Our favorite camping dishes are these inexpensive and sturdy plastic divided plates from Re-Play.

Turkey or ham

Meat might be one of the trickier foods to bring along for a camping trip, especially if you are backpacking and do not have access to a cooler.

If car camping, you can bring a cooler to keep pre-cooked meat slices cold until it’s time to eat. Depending on preferences, this could be lunch-meat turkey and ham slices. Most grocery stores around Thanksgiving also sell pre-cooked and pre-sliced turkey breasts and small hams, which are easy to throw in a cooler and bring out for dinner.

For the ambitious holiday backpackers, an option might be chicken packets that do not need to be refrigerated. Turkey jerky could be a lightweight and flavorful addition to a backpacking meal too. For a vegetarian option while car camping, try ToFurky or make these baked sweet potatoes with chickpeas over the fire.


Instant stuffing is a great backpacking or car camping meal even when it’s not Thanksgiving! It cooks up nice and fluffy with boiled water, which makes it ideal for backpackers. We like the Stovetop brand and it is easy to find, but Trader Joe’s also makes a great cornbread stuffing instant mix.

Bringing pre-sliced, pre-cooked, and instant foods takes a lot of the prep work out of your Thanksgiving meal, giving you more time for hiking, exploring, or simply relaxing!

Mashed potatoes

Another Thanksgiving staple side dish that is an easy one to make while camping is dehydrated potatoes, which are easy to find, cheap, and filling! We like the Idahoan brand, which cook up super simply with boiled water and do not need a lot of extra butter and salt.

If buying in the packets, make sure to bring enough: we usually eat 2-3 packets for our family of 5. Instant mashed potatoes are easy to find in almost every grocery store, and you can even purchase them in bulk at Costco.

If you don’t like instant mashed potatoes, another option available at Trader Joe’s is frozen mashed potatoes. You can put them in your cooler as an ice alternative to keep other things cold. You’ll just want to make sure they don’t get TOO thawed and mushy before you prepare them.

We used those on our last Thanksgiving camping meal, and they were delicious.

Bring along some shelf-stable boxes of turkey gravy, that is ready to eat once warmed, removing the prep work of cooking gravy over a finicky camp stove.

Sweet potatoes

Sweet potatoes cook up beautifully in the coals of a campfire—top with butter and marshmallows for my personal favorite Southern-style Thanksgiving dish.

Cranberry sauce

Cranberry sauce is easy to find in cans, but we love the refrigerated, fresh variety found at places like Trader Joe’s. Bonus: it comes in a plastic, reusable container that is easy to store back in the cooler if there are leftovers. If backpacking, you could even bring along dried cranberries to add that little kick of sweet and sour flavor to your meal.

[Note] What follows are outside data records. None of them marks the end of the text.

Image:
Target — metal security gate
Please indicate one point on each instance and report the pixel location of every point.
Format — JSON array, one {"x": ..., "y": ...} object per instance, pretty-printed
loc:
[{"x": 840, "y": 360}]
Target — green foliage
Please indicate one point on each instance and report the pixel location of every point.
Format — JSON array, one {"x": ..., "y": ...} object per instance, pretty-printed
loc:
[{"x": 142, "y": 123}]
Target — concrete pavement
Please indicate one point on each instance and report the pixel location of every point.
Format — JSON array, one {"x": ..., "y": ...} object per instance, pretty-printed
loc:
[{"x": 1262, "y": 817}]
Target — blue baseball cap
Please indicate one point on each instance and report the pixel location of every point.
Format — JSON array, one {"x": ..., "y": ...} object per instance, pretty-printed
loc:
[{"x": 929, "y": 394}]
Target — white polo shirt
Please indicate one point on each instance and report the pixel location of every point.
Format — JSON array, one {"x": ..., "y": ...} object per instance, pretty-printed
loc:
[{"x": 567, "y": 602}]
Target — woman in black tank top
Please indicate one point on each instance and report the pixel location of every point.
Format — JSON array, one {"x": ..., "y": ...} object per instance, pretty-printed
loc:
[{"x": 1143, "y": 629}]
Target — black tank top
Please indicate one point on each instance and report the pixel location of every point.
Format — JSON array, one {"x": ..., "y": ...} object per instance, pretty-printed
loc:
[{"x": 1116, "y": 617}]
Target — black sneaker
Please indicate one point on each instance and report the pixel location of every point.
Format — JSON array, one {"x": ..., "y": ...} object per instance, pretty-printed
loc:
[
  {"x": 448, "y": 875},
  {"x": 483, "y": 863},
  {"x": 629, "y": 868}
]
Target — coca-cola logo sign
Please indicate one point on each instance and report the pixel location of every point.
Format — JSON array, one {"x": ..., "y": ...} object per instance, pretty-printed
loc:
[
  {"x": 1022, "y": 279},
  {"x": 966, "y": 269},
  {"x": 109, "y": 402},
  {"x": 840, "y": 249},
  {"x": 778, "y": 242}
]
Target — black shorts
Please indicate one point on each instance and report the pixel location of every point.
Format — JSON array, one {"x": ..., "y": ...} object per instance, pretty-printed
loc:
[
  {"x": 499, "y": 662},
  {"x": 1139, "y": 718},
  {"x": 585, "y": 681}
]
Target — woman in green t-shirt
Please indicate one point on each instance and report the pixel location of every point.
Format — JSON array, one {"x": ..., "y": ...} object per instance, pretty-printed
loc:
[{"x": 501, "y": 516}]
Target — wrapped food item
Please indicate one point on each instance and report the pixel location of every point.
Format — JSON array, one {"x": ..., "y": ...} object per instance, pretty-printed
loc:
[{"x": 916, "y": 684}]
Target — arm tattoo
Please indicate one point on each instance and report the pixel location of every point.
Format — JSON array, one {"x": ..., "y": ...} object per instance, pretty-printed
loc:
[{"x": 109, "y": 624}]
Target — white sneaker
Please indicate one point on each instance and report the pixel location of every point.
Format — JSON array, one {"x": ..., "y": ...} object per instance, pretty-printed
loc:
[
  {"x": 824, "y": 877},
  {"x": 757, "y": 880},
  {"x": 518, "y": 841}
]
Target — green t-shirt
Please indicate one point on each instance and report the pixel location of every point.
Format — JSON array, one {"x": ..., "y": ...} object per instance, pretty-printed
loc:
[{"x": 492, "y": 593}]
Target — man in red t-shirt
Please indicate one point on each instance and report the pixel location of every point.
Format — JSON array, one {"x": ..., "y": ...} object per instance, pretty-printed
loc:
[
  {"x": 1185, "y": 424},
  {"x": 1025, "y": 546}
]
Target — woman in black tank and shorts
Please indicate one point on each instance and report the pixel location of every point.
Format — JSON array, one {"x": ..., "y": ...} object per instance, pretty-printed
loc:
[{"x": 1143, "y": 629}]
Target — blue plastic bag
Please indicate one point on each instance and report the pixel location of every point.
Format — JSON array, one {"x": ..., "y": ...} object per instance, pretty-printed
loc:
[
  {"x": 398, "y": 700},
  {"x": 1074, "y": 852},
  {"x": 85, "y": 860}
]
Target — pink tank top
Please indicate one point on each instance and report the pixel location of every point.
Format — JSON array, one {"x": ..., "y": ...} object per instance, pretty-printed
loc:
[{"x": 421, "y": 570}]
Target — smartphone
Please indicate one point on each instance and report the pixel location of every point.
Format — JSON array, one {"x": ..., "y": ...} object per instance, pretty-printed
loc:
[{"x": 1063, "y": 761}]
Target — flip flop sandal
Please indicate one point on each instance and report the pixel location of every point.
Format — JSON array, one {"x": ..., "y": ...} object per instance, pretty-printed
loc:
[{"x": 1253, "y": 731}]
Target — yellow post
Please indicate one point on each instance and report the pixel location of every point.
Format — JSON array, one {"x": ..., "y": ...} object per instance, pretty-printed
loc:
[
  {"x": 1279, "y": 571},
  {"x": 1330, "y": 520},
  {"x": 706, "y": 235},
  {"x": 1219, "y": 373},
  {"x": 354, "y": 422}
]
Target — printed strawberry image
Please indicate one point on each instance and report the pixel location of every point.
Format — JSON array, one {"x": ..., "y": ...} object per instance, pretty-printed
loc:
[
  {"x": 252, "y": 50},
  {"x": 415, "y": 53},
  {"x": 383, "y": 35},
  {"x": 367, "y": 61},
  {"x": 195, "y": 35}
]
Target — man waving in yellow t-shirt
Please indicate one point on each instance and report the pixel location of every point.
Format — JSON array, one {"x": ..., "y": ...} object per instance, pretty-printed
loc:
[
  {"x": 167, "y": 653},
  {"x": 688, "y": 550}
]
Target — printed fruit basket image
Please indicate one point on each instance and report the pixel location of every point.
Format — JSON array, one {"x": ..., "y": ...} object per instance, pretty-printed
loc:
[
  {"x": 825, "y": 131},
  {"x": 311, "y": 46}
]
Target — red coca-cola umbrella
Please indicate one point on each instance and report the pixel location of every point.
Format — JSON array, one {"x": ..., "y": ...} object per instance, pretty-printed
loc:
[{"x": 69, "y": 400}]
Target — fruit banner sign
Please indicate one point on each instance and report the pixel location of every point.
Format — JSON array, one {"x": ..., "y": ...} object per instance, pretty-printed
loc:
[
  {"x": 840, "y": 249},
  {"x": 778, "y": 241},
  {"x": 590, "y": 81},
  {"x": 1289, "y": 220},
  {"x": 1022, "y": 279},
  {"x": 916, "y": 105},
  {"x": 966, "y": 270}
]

We like to bring along pumpkin and pecan mini pies, which makes it easier to dole out to kids without the mess of slicing and the extra plates. You could buy these store-bought or make them homemade — just bake ahead of time and bring them along on the trip.

If it’s cold, a pumpkin-pie hot chocolate is a delicious and warming treat for post-dinner. You can make it homemade with real pumpkin puree, or bring along packets from Swiss Miss. If you are car camping, don’t forget to throw a can of whipped cream into the cooler!

With the pumpkin spice craze, you can also even find pumpkin-spiced marshmallows to roast over the fire or add to your hot drink. The pumpkin-spice possibilities are seemingly endless these days!

A New Thanksgiving Tradition

Whether you cook Thanksgiving dinner over the fire, on a camp stove, or as a one-bowl backpacking meal, you can make it an easy, stress-free way to enjoy some traditional flavors and dishes without a lot of extra work stuck indoors in a kitchen.

Living in Texas: shoulder season, holiday camping means beautiful weather and smaller crowds.